In einem fernen Land, in einer vergangenen Zeit

Charles Todd entführt uns in ein England nach dem Großen Krieg

Von Walter DelabarRSS-Newsfeed neuer Artikel von Walter Delabar

Besprochene Bücher / Literaturhinweise

Ja, dieses England der guten, alten Zeit und dann auch noch auf dem Land: Heizungen gibt es noch nicht, nur hin und wieder Autos, die noch angekurbelt werden müssen, gelegentlich wie heutzutage verunfallen, aber nie irgendeine Panne haben. Da wird Tee getrunken, jederzeit, immer, wenn jemand zu Besuch kommt und dann auch noch stets am Nachmittag gegen fünf Uhr. Bier aber gibt es abends im Pub und nur für die Männer. Frauen gehören da nicht hin. Die Damen sind noch stolz und können sehr spitze Bemerkungen machen, die Männer sind grob, tragen schwere, schmierige Stiefel, Cordhosen und andere englische Trachten. Mit der Polizei spricht man nicht, man weist ihr die Tür und verbietet sich Unverschämtheiten wie sachdienliche Fragen. Der lokale Wirt wirft den Polizisten sogar gern wegen Geschäftsschädigung aus dem Haus. Es gibt Orte, bevorzugt kleine Wäldchen, zu denen man nicht geht, weil da die Sachsen einen Haufen Kelten gemeuchelt haben und es dort bis heute spukt. Naheliegend nebelt es viel und es regnet auch - wenn es nicht im Buch steht, wird's wenigstens immer mitassoziiert. Alles macht einen recht frostigen Eindruck, so frostig, dass man froh ist um die eigene Zentralheizung und das Leben in der Stadt.

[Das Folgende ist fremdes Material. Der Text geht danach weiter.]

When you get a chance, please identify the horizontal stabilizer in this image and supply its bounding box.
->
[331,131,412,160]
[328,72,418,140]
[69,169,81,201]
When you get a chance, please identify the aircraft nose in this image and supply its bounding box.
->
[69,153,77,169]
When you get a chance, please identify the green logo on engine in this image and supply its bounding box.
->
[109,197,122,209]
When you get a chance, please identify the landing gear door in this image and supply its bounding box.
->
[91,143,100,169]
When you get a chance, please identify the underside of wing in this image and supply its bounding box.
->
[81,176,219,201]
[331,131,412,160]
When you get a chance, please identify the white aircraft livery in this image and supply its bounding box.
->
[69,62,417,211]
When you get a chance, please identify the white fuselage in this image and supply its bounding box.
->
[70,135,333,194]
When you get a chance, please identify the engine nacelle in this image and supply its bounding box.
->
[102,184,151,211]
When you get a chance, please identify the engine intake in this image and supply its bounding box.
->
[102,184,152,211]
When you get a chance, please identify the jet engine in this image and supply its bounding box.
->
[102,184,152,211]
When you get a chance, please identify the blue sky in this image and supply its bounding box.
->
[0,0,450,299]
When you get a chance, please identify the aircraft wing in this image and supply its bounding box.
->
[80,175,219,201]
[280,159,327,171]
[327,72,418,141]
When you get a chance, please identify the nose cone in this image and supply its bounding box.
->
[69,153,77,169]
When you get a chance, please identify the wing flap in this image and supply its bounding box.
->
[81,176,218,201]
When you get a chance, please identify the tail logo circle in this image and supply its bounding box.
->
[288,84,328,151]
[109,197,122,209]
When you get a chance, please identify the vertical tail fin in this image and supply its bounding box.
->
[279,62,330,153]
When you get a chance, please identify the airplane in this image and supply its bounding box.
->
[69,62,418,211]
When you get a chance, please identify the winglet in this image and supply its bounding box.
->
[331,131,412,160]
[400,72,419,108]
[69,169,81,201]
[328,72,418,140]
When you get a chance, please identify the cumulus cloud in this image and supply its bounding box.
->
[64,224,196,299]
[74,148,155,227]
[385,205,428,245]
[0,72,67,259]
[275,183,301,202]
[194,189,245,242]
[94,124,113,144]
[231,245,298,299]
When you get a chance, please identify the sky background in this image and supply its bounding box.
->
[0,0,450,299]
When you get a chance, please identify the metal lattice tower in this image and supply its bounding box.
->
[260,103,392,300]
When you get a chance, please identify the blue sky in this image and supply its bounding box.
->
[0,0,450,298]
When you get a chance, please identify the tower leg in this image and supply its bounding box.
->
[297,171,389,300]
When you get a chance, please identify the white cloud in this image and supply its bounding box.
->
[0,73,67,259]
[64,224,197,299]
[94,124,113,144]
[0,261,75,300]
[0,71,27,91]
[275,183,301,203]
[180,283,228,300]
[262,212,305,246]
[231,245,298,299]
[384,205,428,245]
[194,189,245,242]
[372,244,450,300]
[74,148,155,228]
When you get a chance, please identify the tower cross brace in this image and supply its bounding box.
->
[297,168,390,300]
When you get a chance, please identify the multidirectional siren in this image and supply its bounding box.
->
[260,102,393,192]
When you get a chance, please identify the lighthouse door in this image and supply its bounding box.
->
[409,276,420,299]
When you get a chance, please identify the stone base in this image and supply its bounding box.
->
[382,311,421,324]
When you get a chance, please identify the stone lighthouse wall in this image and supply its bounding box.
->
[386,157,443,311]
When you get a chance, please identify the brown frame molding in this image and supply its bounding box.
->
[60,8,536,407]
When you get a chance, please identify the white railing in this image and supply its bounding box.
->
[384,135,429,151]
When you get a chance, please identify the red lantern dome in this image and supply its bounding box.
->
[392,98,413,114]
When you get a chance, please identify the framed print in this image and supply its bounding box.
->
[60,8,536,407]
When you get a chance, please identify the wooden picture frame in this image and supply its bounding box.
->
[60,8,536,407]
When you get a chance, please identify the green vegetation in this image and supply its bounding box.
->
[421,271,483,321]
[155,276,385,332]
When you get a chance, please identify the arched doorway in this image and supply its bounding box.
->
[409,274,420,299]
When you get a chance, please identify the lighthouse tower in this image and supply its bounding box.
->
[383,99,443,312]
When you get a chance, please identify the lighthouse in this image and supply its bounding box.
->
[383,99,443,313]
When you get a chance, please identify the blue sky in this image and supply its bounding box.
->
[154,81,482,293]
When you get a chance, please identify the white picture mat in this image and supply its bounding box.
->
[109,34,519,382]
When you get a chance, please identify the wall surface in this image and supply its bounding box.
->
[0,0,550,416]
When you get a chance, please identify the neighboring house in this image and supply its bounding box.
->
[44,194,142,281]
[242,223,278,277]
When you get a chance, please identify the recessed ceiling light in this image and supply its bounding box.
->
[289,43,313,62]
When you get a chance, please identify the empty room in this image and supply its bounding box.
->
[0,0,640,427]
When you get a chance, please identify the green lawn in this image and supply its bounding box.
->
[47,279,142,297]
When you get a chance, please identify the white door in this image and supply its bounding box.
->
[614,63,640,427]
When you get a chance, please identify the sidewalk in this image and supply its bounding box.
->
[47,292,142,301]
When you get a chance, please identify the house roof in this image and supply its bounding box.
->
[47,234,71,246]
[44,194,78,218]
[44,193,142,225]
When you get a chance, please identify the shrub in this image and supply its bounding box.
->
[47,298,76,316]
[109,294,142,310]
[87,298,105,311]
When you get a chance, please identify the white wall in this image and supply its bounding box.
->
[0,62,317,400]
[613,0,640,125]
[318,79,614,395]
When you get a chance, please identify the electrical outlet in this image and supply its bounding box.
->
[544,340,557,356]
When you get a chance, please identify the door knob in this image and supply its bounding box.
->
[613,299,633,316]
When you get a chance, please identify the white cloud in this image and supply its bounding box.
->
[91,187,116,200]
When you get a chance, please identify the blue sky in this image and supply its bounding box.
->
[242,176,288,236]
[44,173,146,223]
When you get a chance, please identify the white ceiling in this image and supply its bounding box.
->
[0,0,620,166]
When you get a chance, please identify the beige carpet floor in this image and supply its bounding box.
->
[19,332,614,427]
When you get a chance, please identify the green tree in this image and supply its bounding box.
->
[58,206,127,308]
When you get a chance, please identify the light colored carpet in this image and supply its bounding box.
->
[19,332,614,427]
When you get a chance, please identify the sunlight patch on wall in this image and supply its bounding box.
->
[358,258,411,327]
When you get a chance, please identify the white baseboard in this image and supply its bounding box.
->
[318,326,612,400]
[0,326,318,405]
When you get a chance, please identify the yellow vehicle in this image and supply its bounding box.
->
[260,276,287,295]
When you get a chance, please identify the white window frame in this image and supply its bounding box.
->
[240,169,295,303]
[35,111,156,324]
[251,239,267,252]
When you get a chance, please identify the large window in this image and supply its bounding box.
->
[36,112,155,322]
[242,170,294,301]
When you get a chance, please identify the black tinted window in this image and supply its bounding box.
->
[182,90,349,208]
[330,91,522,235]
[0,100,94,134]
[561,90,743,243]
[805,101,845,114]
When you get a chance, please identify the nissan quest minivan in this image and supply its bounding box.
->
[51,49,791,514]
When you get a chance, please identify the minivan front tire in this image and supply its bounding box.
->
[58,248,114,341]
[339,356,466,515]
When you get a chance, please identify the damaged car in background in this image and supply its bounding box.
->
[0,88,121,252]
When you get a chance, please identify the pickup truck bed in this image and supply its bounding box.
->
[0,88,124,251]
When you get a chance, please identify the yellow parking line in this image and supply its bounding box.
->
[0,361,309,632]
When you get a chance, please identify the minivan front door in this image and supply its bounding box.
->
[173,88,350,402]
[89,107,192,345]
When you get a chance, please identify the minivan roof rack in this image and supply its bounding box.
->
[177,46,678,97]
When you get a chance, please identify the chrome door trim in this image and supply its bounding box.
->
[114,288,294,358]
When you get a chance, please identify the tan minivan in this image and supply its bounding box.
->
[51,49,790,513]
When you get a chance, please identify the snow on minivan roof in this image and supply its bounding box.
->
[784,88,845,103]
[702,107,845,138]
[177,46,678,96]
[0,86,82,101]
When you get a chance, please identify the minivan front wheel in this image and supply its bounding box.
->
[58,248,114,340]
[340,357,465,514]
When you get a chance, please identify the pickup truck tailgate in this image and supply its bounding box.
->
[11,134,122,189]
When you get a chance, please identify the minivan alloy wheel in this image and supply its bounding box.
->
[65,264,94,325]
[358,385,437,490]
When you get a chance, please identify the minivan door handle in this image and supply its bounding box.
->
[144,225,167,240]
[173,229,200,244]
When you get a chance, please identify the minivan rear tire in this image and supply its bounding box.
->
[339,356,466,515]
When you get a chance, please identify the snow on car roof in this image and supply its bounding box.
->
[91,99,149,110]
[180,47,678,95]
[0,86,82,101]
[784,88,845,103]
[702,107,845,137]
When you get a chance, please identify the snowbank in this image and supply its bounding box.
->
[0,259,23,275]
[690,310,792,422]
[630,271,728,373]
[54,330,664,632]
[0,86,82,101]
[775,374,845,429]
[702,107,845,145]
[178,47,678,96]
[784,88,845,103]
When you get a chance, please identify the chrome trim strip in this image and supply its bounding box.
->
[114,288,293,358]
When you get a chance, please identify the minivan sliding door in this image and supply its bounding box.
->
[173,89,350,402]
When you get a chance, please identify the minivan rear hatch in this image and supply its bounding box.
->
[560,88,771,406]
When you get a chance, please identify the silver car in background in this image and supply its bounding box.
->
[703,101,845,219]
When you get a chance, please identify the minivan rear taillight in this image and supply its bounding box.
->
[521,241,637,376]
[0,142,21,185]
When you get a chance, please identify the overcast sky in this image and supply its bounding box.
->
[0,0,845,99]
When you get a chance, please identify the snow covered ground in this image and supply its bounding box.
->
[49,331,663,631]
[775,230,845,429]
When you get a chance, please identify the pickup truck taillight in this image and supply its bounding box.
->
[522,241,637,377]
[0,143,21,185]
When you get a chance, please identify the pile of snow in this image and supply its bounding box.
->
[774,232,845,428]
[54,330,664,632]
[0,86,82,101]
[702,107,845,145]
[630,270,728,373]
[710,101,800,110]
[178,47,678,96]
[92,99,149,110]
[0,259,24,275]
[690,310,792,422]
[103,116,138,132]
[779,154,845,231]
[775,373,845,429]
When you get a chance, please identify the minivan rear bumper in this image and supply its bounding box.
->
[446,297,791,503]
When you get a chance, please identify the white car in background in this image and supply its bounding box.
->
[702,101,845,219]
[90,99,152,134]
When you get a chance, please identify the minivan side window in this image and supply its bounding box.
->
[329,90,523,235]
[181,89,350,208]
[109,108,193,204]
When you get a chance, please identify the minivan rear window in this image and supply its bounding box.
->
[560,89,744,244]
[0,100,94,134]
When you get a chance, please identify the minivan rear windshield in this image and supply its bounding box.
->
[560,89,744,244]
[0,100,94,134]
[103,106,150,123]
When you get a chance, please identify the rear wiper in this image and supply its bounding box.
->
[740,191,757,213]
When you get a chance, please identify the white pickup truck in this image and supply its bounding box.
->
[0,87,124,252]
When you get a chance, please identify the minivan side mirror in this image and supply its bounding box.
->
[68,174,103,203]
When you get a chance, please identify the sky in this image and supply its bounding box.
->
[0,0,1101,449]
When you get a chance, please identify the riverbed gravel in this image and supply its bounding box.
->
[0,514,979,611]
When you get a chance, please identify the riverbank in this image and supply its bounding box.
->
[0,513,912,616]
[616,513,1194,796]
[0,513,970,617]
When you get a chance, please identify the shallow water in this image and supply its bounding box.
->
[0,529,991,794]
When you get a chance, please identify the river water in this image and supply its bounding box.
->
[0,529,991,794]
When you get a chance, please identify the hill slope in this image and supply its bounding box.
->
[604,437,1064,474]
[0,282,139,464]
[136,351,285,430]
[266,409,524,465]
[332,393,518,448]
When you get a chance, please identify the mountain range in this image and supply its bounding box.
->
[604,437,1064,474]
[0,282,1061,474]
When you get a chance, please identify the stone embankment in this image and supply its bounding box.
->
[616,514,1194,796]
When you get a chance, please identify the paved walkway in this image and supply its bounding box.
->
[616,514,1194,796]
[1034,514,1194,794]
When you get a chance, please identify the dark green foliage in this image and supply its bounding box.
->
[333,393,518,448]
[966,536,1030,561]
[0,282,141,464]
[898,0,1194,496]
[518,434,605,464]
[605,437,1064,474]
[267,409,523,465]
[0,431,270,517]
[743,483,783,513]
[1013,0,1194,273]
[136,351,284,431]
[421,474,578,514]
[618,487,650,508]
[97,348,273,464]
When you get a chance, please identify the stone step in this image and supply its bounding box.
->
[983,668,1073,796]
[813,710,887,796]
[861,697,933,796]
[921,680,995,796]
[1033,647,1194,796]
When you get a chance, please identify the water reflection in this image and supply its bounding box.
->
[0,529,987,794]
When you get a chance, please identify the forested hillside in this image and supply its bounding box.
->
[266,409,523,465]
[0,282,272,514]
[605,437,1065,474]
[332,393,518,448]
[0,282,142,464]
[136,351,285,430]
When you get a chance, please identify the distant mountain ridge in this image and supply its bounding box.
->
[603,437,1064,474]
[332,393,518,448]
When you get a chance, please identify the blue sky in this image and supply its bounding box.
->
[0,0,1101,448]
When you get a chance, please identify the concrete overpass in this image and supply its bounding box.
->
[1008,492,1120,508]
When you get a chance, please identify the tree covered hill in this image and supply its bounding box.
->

Heimeliges Gruseln ist also angesagt, wenn Constable Hensley sich auf den Weg nach Frith's Wood macht, um dort nach etwas zu suchen - nach einer Leiche natürlich. Und es wundert kein bisschen, wenn er dabei einen Pfeil in den Rücken geschossen bekommt, der ihn von diesem Ansinnen abhält. Warum Inspektor Rutledge aus London ins ferne Dudlington geschickt wird, um das Attentat auf den Constable aufzuklären, ist auch nicht ganz klar. Der Polizeichef hat offensichtlich ein besonderes Interesse an Hensley, vielleicht wegen gemeinsamer Untaten in der Vergangenheit? Ein doppeltes Rätsel also: der Mordversuch an dem Constable und die besondere Fürsorge des Chefs für einen einfachen Polizisten, den er vor einiger Zeit von der Stadt aufs Land versetzt hat.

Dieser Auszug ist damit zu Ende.